Welcome back to our “Decoding ‘Good’ AI” blog series, where we’re using real-world examples from the development of our own AI-powered oocyte assessment model to illustrate the key steps required to develop a high-quality machine learning model for medical image analysis.
In our previous blog post, we introduced you to the exciting world of machine learning and its practical application in reproductive medicine. We discussed the importance of clearly defining the specific task that the model completes and the essential considerations for building a robust dataset that enables the model to perform well in real-world clinical scenarios.
As we continue our series, we dive deeper into the development of a deep learning model for oocyte analysis. In this article, we’ll explore the next critical step: Choosing a deep learning model architecture.
Many people are interacting with AI on a daily basis now, but different tasks require AI models that are developed using different types of architectures and design. Here, we’ll explore best-in-class and emerging architectures for medical image analysis.

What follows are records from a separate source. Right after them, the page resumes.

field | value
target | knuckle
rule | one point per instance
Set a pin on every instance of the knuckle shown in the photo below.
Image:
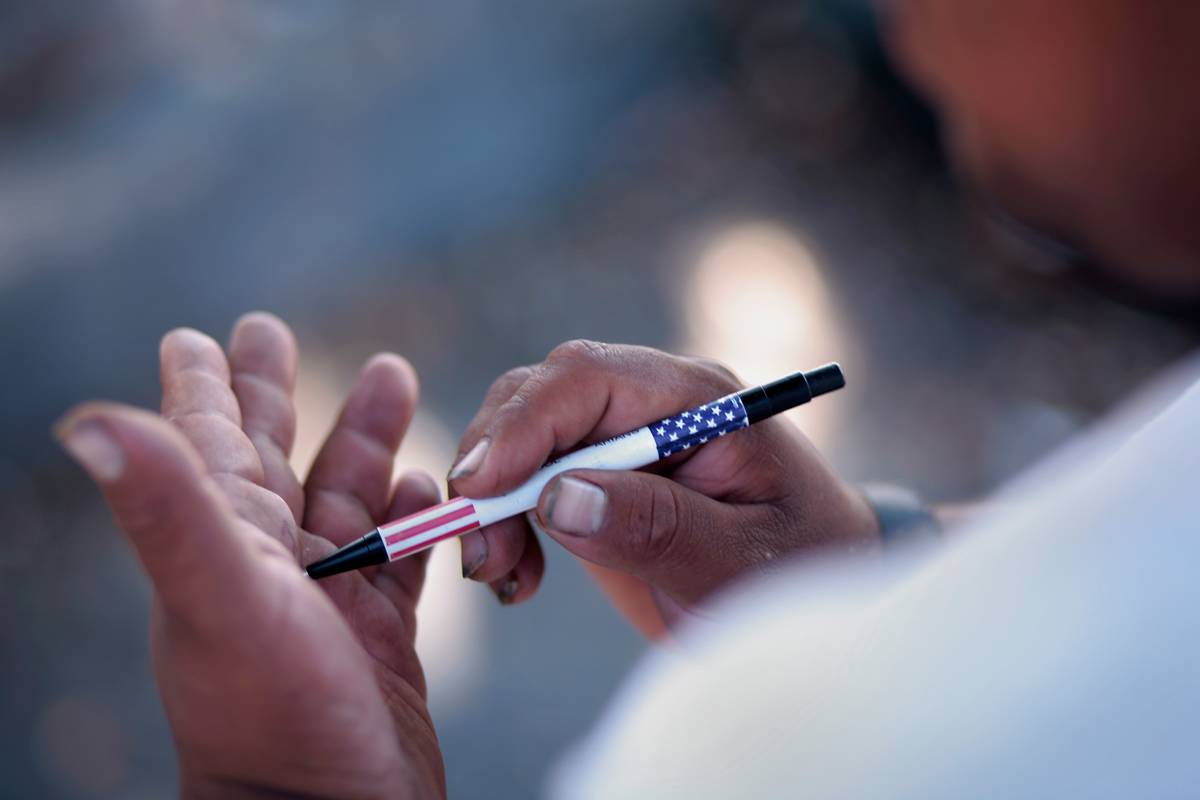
(718, 374)
(658, 515)
(510, 380)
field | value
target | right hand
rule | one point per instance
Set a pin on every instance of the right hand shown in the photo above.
(659, 541)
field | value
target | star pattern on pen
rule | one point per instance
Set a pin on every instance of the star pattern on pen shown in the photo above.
(699, 426)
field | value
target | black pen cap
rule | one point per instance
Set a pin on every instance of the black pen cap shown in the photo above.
(769, 400)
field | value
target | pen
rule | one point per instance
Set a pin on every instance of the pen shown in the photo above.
(646, 445)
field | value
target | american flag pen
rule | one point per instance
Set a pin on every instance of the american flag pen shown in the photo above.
(646, 445)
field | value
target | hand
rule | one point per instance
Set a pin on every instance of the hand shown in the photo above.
(273, 684)
(659, 540)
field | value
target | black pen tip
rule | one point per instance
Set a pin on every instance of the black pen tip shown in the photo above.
(826, 379)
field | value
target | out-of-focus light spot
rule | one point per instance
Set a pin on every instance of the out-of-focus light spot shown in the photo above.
(82, 745)
(756, 300)
(450, 613)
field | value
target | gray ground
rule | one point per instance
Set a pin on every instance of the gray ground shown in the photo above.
(471, 184)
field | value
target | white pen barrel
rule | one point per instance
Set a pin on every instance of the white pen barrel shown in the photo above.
(630, 450)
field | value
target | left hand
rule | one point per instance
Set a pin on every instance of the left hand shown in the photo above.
(273, 684)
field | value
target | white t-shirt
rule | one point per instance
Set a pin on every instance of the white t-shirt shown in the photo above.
(1050, 650)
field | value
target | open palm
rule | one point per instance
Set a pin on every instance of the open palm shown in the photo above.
(273, 684)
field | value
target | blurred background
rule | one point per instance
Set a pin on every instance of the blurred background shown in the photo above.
(469, 184)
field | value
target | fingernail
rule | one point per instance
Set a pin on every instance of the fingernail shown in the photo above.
(474, 553)
(508, 589)
(95, 449)
(575, 506)
(471, 463)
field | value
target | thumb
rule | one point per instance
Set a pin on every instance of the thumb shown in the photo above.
(676, 539)
(175, 517)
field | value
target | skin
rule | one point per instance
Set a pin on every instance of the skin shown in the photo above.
(274, 684)
(1079, 116)
(669, 537)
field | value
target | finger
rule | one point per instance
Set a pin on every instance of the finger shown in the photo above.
(490, 553)
(631, 597)
(347, 491)
(198, 400)
(583, 391)
(521, 582)
(402, 581)
(185, 534)
(497, 395)
(263, 364)
(657, 529)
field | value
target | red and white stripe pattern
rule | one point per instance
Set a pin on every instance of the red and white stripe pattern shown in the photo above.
(424, 529)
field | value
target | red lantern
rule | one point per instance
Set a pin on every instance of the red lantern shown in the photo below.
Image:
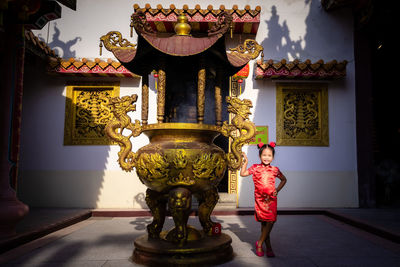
(242, 74)
(155, 75)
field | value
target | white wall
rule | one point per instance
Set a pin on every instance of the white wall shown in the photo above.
(317, 176)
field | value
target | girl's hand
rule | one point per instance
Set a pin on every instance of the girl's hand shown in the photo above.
(245, 160)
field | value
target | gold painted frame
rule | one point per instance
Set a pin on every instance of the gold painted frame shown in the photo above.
(87, 113)
(302, 117)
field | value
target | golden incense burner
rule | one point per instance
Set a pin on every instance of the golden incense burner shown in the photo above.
(181, 160)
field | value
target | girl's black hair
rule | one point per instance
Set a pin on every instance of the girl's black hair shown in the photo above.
(261, 149)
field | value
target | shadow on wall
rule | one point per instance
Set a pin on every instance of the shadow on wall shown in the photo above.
(52, 174)
(62, 49)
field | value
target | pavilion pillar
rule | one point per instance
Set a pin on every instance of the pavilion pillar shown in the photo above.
(161, 95)
(201, 86)
(145, 99)
(12, 51)
(218, 99)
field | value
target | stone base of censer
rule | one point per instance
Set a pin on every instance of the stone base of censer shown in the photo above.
(207, 250)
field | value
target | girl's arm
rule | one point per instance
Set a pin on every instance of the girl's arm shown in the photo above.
(243, 170)
(282, 182)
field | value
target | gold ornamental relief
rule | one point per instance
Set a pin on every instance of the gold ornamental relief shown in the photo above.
(302, 114)
(181, 180)
(209, 166)
(180, 160)
(152, 166)
(87, 113)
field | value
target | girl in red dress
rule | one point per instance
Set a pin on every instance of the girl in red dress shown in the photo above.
(265, 193)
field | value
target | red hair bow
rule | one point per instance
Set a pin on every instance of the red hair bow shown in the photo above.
(272, 144)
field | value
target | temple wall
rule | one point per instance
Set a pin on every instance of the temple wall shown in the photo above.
(88, 176)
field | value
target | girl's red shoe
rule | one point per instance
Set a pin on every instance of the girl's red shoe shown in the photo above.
(270, 253)
(259, 250)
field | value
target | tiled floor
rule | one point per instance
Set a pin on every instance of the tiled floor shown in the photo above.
(298, 240)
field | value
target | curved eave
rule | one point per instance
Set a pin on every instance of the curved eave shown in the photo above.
(181, 45)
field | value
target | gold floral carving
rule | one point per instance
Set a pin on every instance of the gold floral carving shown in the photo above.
(209, 166)
(302, 114)
(114, 40)
(247, 129)
(250, 47)
(152, 166)
(87, 112)
(120, 107)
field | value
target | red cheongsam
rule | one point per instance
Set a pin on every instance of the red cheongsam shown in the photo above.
(264, 187)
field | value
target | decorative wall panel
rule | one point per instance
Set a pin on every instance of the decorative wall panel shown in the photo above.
(87, 113)
(302, 114)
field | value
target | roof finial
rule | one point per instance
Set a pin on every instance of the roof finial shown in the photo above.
(182, 27)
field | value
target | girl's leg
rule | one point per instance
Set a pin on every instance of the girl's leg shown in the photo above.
(268, 240)
(264, 232)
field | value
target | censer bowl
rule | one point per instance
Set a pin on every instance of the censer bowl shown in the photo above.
(180, 154)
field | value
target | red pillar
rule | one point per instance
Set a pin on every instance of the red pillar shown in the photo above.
(12, 51)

Stay tuned for our next blog post where we’ll dig into the process of training a deep learning model and considerations for how it’s trained. Later, we’ll close out the series by uncovering the final steps of our AI journey: evaluating the model’s performance and the continuous process of performance monitoring.
By the end of the series, clinic stakeholders will have a solid understanding of the fundamentals of ‘Good’ AI and should be able to assess the quality of AI models and their potential impact on clinical practice.

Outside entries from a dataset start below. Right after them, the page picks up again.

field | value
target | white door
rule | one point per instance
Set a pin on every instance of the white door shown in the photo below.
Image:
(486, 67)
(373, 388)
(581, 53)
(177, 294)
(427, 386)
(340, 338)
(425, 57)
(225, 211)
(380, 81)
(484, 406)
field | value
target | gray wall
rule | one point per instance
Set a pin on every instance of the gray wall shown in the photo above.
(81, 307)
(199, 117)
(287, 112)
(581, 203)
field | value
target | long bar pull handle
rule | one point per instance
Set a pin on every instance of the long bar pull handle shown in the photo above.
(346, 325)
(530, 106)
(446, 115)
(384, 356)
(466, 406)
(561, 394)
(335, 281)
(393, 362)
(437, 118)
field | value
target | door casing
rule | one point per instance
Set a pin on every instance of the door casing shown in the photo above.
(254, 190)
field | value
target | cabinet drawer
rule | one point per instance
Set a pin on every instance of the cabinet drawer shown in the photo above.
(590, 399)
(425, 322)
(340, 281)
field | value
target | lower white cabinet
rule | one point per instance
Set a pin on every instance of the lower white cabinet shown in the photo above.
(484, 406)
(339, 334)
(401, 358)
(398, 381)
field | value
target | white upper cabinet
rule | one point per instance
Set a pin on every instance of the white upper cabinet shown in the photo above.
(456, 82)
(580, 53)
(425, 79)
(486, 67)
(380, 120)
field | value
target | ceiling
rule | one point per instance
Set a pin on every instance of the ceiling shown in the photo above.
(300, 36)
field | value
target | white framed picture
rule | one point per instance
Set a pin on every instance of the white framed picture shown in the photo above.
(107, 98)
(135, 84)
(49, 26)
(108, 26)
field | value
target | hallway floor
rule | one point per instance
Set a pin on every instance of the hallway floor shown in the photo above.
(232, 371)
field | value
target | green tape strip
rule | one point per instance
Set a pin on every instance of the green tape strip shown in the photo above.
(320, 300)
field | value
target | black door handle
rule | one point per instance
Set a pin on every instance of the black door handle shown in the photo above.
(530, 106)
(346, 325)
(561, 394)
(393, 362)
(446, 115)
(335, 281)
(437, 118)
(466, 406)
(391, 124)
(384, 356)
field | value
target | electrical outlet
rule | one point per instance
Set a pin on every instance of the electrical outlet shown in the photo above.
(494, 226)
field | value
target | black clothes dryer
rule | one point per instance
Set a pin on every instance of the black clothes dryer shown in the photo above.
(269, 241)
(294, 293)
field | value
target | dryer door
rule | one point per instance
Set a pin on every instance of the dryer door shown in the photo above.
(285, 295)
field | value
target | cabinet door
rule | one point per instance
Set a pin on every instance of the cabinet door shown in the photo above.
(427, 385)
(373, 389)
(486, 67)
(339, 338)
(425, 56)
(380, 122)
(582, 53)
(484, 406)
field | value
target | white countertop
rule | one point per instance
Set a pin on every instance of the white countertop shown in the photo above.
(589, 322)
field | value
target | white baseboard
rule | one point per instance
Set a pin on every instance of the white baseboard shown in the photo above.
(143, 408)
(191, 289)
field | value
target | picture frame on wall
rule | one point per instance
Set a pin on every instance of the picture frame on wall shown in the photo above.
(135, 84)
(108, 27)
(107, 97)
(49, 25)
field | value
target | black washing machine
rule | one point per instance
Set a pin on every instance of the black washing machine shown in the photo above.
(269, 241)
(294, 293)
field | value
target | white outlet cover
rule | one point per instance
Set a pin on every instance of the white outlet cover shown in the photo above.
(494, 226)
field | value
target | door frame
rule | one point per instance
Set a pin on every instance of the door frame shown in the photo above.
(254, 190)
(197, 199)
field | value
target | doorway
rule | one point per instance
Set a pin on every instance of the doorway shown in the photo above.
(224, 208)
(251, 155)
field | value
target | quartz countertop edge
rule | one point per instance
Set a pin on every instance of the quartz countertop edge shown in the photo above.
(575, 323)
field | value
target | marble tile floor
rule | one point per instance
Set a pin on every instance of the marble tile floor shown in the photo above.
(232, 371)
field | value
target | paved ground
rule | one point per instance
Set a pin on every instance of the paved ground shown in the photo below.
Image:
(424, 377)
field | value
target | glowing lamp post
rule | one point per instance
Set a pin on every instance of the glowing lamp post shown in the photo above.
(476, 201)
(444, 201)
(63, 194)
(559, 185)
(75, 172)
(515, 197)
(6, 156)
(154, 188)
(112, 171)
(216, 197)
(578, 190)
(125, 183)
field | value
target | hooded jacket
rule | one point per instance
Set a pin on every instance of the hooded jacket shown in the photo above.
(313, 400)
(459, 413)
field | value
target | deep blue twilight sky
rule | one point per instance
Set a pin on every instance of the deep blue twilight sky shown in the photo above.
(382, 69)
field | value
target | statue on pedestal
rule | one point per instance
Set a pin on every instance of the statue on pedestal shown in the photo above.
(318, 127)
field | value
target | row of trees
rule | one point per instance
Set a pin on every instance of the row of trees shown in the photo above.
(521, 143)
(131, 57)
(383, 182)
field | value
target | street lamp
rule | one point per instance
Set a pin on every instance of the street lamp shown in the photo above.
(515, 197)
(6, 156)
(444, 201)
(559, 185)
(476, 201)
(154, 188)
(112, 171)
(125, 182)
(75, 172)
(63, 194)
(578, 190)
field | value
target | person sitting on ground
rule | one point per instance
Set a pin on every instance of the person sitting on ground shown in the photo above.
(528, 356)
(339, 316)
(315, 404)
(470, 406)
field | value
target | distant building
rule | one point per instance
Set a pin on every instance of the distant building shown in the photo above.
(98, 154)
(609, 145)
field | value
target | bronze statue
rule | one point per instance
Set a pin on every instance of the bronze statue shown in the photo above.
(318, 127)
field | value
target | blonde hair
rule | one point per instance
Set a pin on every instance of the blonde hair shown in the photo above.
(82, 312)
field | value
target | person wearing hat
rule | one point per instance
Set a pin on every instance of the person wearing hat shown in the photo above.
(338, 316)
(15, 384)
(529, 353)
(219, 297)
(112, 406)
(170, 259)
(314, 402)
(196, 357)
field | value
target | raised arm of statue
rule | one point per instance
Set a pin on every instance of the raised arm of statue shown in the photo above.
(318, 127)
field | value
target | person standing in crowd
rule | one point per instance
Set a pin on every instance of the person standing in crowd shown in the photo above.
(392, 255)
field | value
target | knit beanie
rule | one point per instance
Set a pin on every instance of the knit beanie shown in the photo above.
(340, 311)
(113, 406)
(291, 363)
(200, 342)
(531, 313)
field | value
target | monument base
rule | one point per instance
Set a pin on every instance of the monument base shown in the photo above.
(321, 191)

Our last post discussed the importance of first defining a specific task for the model to complete to ensure that its architecture and design are selected to best address that challenge. As we approach this next section, recall that our model’s task is to classify oocyte images to predict whether they will form a blastocyst or not.
There are several types of model architectures that help to solve this, so part of our model development process involves experimenting with different architecture types to see which performs the strongest in making blastocyst predictions from oocyte images. We also experiment to see if multiple architecture types can be combined to work together to produce stronger predictive power as an ensemble model.
To help you understand the various architecture options available for our model development, let’s go on a quick history lesson.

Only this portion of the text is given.